The change of flow in the Columbia River system offers part of the explanation for the altered price dynamics. From January to April, the average flow in 2021 was 150,550 ft3/s, while in 2023, it decreased to 117,439 ft3/s. As the flow has decreased, the capacity for exports from the Pacific Northwest region has also decreased, thus explaining the lower number of imports into Alberta.

It is important to note that the AESO has set a maximum of $999.99/MWh to the offer price, while CAISO has set a Hard Energy Bid Cap of $2,000/MWh and a Soft Energy Bid Cap of $1,000/MWh. Such difference can influence the direction of MW flow and impact import levels during times of constrained supply.
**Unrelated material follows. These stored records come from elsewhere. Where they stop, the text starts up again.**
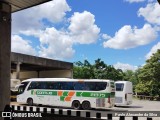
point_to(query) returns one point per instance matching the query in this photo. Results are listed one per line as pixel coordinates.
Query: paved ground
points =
(141, 105)
(138, 105)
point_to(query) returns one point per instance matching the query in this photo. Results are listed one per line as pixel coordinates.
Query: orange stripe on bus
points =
(71, 93)
(67, 99)
(60, 93)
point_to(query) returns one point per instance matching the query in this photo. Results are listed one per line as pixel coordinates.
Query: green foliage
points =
(99, 70)
(149, 76)
(146, 80)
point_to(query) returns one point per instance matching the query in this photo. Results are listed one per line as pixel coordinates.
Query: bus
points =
(123, 93)
(65, 92)
(14, 88)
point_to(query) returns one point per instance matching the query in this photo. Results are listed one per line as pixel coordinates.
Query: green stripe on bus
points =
(93, 94)
(40, 92)
(65, 93)
(62, 98)
(112, 94)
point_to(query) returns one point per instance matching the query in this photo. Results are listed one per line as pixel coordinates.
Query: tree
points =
(99, 70)
(149, 76)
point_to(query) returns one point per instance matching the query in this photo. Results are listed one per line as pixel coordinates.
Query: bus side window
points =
(57, 86)
(33, 85)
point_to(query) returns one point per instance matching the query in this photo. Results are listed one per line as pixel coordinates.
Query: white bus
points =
(14, 88)
(14, 84)
(65, 92)
(123, 93)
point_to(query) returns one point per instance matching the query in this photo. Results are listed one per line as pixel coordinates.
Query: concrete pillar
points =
(18, 70)
(5, 50)
(71, 73)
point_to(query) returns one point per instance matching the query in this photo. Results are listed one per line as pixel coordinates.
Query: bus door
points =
(119, 94)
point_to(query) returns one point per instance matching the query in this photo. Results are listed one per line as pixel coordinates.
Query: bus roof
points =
(123, 82)
(66, 79)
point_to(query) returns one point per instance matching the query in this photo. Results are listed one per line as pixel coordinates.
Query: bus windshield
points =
(119, 86)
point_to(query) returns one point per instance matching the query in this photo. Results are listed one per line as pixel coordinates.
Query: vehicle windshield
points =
(119, 86)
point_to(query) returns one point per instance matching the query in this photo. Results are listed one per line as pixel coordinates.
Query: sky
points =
(122, 33)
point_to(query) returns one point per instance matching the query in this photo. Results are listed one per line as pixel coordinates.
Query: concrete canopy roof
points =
(18, 5)
(33, 63)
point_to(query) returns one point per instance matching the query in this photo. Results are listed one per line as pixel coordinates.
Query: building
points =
(26, 66)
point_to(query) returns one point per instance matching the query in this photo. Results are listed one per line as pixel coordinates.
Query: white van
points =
(123, 93)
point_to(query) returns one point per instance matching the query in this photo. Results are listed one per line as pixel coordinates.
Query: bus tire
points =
(76, 104)
(86, 105)
(30, 101)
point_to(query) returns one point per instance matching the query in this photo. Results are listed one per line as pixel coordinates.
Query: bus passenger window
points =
(119, 86)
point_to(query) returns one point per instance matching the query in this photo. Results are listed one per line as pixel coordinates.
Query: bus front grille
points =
(118, 100)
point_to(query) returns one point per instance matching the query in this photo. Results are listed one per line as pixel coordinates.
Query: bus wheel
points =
(30, 101)
(86, 105)
(76, 104)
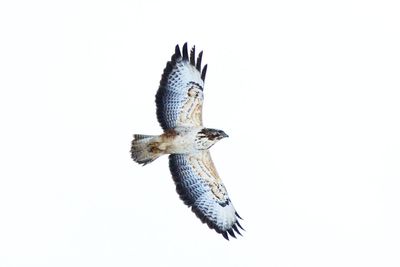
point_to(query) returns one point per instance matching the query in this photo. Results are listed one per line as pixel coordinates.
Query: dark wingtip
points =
(237, 214)
(177, 51)
(232, 233)
(225, 235)
(236, 230)
(192, 53)
(237, 222)
(185, 54)
(203, 73)
(198, 64)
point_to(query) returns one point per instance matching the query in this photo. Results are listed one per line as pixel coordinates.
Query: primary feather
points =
(179, 102)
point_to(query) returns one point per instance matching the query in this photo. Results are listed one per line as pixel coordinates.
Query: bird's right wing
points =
(200, 187)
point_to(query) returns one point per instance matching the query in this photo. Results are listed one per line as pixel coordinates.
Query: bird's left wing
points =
(179, 98)
(200, 187)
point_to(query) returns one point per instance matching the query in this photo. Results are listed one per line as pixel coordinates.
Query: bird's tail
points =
(144, 148)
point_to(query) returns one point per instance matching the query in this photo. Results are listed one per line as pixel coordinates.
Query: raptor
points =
(179, 102)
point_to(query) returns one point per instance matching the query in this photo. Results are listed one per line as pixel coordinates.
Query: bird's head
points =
(207, 137)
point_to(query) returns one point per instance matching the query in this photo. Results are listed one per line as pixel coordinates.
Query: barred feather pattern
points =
(200, 187)
(179, 98)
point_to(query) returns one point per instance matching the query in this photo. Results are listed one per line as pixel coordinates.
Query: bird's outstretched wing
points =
(179, 98)
(199, 186)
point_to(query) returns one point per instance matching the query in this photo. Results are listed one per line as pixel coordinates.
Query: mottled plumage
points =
(179, 102)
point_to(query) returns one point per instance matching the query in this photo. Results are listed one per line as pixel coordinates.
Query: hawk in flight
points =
(179, 102)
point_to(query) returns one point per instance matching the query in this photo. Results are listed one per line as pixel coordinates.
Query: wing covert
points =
(200, 187)
(179, 98)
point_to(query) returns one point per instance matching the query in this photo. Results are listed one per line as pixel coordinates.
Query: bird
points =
(179, 102)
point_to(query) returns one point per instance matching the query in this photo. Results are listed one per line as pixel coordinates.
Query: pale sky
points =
(308, 91)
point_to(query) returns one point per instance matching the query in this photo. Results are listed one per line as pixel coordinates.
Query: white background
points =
(309, 92)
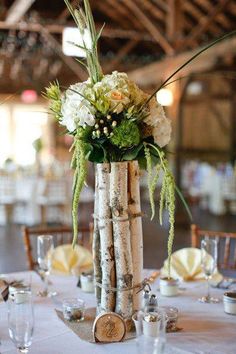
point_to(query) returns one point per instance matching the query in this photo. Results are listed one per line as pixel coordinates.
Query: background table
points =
(206, 328)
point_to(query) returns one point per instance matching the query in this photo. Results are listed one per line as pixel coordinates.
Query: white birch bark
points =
(121, 235)
(135, 230)
(106, 238)
(96, 245)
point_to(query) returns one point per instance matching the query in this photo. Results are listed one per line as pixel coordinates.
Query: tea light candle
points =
(151, 324)
(19, 293)
(73, 310)
(87, 282)
(230, 303)
(169, 286)
(171, 318)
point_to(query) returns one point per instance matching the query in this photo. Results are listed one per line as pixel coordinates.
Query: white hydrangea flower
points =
(157, 113)
(118, 101)
(76, 110)
(162, 132)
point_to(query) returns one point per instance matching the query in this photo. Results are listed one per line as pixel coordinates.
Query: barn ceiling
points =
(137, 34)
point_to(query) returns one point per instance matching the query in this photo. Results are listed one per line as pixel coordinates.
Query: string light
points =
(165, 97)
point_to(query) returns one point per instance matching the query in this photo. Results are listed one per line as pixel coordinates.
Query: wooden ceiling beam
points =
(156, 72)
(124, 14)
(162, 4)
(69, 61)
(108, 32)
(66, 13)
(152, 9)
(197, 14)
(205, 22)
(126, 49)
(175, 21)
(17, 10)
(150, 27)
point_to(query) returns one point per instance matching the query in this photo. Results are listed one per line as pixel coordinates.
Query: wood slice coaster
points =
(84, 329)
(109, 327)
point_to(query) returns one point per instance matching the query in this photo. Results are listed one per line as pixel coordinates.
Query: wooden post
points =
(135, 230)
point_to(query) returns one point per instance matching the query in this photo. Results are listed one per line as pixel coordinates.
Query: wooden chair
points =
(226, 245)
(62, 235)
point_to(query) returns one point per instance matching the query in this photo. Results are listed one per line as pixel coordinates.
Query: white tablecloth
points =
(206, 328)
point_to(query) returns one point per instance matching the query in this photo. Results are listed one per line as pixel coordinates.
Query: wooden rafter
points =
(126, 49)
(155, 72)
(110, 13)
(123, 14)
(18, 10)
(65, 13)
(70, 62)
(175, 21)
(197, 14)
(162, 4)
(108, 31)
(152, 9)
(151, 28)
(205, 22)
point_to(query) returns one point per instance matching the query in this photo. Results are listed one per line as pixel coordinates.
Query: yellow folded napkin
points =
(67, 260)
(186, 266)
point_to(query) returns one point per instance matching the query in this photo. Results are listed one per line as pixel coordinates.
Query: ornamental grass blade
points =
(184, 203)
(189, 61)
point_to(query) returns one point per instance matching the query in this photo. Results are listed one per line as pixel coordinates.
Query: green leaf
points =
(97, 154)
(132, 153)
(184, 203)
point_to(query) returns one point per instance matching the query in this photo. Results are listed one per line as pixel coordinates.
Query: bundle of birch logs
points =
(118, 240)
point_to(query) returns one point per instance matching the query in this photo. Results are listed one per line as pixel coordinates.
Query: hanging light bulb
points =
(165, 97)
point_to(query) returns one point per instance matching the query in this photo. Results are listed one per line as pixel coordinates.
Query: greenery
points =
(126, 134)
(112, 120)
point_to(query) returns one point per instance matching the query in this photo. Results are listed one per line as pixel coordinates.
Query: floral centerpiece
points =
(120, 129)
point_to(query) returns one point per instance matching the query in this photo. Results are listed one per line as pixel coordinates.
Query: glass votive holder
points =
(87, 282)
(73, 309)
(171, 318)
(19, 294)
(230, 302)
(169, 287)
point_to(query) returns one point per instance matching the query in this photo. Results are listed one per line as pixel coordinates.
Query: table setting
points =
(63, 318)
(103, 300)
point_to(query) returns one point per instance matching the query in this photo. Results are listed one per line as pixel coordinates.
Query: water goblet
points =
(45, 247)
(150, 332)
(21, 320)
(209, 254)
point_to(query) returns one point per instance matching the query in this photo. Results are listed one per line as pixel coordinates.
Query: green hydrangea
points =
(126, 134)
(84, 133)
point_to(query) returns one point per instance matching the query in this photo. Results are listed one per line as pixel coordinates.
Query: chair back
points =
(226, 245)
(62, 235)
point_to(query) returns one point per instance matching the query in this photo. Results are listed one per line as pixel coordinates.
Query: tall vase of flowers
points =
(120, 129)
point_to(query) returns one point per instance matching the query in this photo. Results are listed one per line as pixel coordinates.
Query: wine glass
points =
(209, 253)
(45, 247)
(21, 319)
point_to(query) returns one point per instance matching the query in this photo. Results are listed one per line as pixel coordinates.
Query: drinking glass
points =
(21, 320)
(150, 336)
(45, 247)
(209, 252)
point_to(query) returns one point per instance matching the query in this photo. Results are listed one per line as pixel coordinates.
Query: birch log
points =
(106, 238)
(121, 234)
(96, 245)
(135, 229)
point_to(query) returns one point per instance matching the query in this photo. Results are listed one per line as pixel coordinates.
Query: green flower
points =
(126, 134)
(84, 133)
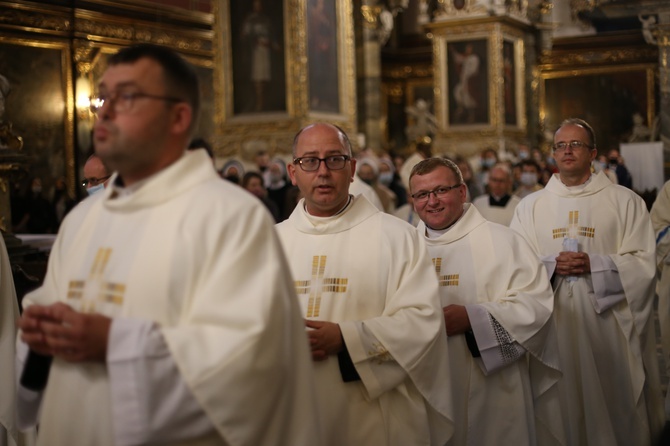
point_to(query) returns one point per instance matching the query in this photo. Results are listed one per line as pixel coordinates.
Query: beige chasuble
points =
(200, 258)
(610, 391)
(370, 273)
(486, 264)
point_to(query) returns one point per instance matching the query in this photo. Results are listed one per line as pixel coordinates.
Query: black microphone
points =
(36, 371)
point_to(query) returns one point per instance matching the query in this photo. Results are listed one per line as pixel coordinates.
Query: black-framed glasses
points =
(312, 163)
(122, 101)
(574, 145)
(439, 192)
(94, 181)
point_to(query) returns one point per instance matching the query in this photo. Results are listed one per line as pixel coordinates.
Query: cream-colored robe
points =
(610, 392)
(488, 265)
(371, 273)
(199, 257)
(660, 219)
(9, 313)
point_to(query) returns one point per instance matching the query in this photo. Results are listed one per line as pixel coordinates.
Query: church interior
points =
(466, 75)
(462, 77)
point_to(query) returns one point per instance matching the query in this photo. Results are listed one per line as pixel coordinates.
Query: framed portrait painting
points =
(322, 56)
(258, 56)
(467, 92)
(39, 106)
(606, 97)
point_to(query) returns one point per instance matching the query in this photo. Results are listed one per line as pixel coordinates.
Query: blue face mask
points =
(95, 189)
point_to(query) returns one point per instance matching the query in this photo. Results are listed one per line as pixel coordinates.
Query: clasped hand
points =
(325, 339)
(58, 330)
(572, 263)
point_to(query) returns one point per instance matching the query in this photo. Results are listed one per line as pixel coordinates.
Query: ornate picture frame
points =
(309, 97)
(40, 105)
(606, 97)
(466, 85)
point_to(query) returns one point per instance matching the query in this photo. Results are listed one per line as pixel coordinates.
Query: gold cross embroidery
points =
(107, 292)
(446, 279)
(311, 287)
(573, 229)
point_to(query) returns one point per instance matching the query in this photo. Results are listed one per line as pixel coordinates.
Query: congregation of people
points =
(333, 297)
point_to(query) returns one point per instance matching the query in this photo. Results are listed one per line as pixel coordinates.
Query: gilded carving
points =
(598, 57)
(35, 19)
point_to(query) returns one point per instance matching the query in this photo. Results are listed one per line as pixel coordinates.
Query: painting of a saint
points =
(468, 83)
(259, 78)
(322, 50)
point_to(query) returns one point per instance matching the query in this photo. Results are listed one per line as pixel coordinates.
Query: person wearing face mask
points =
(499, 204)
(279, 190)
(600, 164)
(96, 175)
(488, 159)
(368, 171)
(530, 174)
In Figures 3 and 4, the relationship between imports and price differentials is presented for the months of January to April in 2021 and 2023, respectively.  These figures reveal a positive correlation, with a stronger link evident in 2023. We observe a difference in the intercepts of both regressions, which can be further understood with the analysis of the Load Shed Service for imports (LSSi).

The AESO utilizes LSSi, a transmission system reliability product, to manage risk of sudden reduction to import volumes. LSSi enables the AESO to curtail load when necessary to ensure grid reliability. Consequently, availability of LSSi can impact import levels and intertie behavior.

The minimum amount of LSSi Load Requirement for 2023 was published on March 10th, and it shows an increase in the LSSi requirements for the same ATC levels compared to the one from 2021. This means that more LSSi is required in 2023 to enable the same level of flows as 2021. Additionally, the Available Transfer Capability (ATC) was higher in 2021, enabling a larger volume of imports at a given price differential. These factors are contributing to the observed decrease in imports during the current year.

Looking ahead, the AESO's 2023 Reliability Requirements Roadmap and the ongoing intertie restoration project provide insights into the direction of the intertie system. The AESO is assessing plans to restore intertie scheduling capability, including B.C. intertie restoration options. As part of the strategic approach for the Alberta-B.C. intertie restoration, the AESO plans to increase Fast Frequency Response (FFR) requirements by increasing the required arming levels in the LSSi/FFR Arming Table.

These developments underscore a key message: the interplay of price differentials resulting in lower flows and LSSi changes have contributed to a noticeable shift in intertie dynamics.